Thursday, July 16, 2015

Basic Electrical Safety Tips

In light of the tragic story I posted last week, I thought an article on electrical safety would be appropriate. Here are a few things we ALL should do while working on units:

Assume all units you work on are dangerous
When you inspect hundreds of units and most are safe, it is easy to assume the equipment you will be working on is safe. Don’t assume units are safe, assume the opposite. When approaching a unit, particularly one that you don’t know anything about, assume it is dangerous.

Test BEFORE you Touch
Carry a non-contact voltage detector with you at all times. Test all disconnects and units with the non-contact voltage detector BEFORE touching ANYTHING. While you may go your entire career without ever seeing an energized case or disconnect, they do occur and it only takes a few seconds to test.

All Units and Power tools SHOULD BE GROUNDED
Everything that operates on electricity should have a ground wire. The purpose of the safety ground is to provide a good path for power should electricity contact the exterior metal parts. The idea is for the ground wire to be a better path then you are. The only exceptions are double insulated tools with non-conductive cases.

You should NOT be grounded
Try to avoid grounding yourself. If at all possible, don’t lean on grounded equipment and don’t sit or stand on wet ground or pavement. The idea is to make yourself a poor path. Wearing shoes with thick rubber soles helps.

If possible, turn the power off before working on a unit
Don’t do any more live work than necessary. If you can perform the service or maintenance with the power turned off to the unit, turn the power off. Obviously this is not always possible. For example, the power must be on and operating to check the system charge.

Use only Category III or IV electric meters on HVAC Systems
That “free” meter from El Cheapo Freight is not safe to use on an air conditioning system. You have no assurance that it can withstand voltage surges. Remember, when using an electrical meter the meter quality is what separates you from the electricity you are testing – that includes the leads. They should also be rated as Category III or IV.
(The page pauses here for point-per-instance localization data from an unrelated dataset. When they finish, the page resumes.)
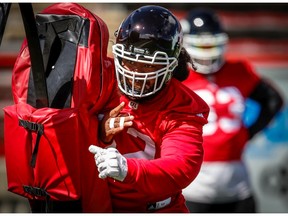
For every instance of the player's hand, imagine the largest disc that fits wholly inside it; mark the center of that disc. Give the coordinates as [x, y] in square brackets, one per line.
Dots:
[110, 163]
[114, 122]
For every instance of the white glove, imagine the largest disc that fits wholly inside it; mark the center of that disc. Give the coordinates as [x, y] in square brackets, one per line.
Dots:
[109, 162]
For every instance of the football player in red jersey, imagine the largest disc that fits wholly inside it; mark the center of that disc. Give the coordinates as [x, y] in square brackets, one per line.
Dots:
[223, 182]
[154, 136]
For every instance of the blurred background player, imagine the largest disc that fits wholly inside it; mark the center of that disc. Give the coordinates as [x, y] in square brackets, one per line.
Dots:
[226, 85]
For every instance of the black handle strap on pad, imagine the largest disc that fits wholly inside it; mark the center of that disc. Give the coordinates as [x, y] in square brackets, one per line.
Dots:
[39, 128]
[35, 55]
[4, 12]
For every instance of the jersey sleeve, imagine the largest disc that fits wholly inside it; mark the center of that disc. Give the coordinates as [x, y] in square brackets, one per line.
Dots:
[181, 156]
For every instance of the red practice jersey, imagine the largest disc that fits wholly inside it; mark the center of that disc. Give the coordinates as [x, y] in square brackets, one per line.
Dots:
[163, 149]
[225, 92]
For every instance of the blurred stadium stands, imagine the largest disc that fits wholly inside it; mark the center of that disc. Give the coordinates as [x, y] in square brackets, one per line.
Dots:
[257, 31]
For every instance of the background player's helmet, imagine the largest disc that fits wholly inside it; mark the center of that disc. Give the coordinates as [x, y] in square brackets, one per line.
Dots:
[151, 35]
[204, 39]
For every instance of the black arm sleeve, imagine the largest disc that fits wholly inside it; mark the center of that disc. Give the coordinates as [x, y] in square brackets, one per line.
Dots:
[270, 102]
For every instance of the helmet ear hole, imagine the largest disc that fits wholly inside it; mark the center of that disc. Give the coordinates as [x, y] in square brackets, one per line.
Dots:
[205, 40]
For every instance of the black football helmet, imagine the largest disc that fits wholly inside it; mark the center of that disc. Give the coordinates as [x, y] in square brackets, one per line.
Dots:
[204, 39]
[150, 35]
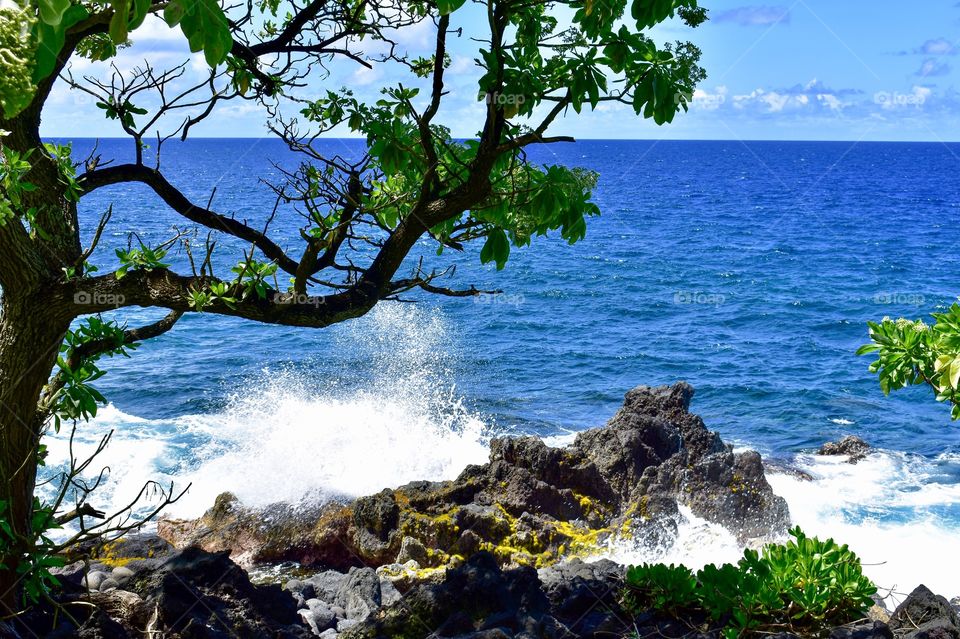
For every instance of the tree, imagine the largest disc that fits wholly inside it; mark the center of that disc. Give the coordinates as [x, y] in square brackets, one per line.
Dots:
[361, 217]
[911, 353]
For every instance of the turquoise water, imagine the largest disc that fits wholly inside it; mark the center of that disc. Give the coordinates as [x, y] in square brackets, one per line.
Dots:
[748, 269]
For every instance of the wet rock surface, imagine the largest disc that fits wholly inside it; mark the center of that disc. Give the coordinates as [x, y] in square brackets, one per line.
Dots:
[497, 553]
[851, 446]
[529, 505]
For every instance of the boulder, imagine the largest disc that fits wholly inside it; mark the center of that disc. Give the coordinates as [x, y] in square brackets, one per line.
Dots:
[476, 597]
[924, 615]
[531, 504]
[359, 595]
[585, 597]
[850, 445]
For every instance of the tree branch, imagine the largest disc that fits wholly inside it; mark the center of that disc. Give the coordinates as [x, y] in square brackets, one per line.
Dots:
[124, 173]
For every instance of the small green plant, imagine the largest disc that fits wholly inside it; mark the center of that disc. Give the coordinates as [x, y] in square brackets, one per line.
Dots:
[910, 353]
[38, 553]
[671, 588]
[140, 259]
[805, 585]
Always Use a Fuse Puller to Change Cartridge Fuses
Channellocks, Vise grips, and pliers are NOT fuse pullers. That bit of rubber on the grip is NOT a very good electrical insulator.

NEVER change a fuse with the circuit still energized
Removing or inserting a fuse with the circuit energized can create an arc flash. An arc flash is an electrical fireball which can hurt you even if you are not touching any energized surface.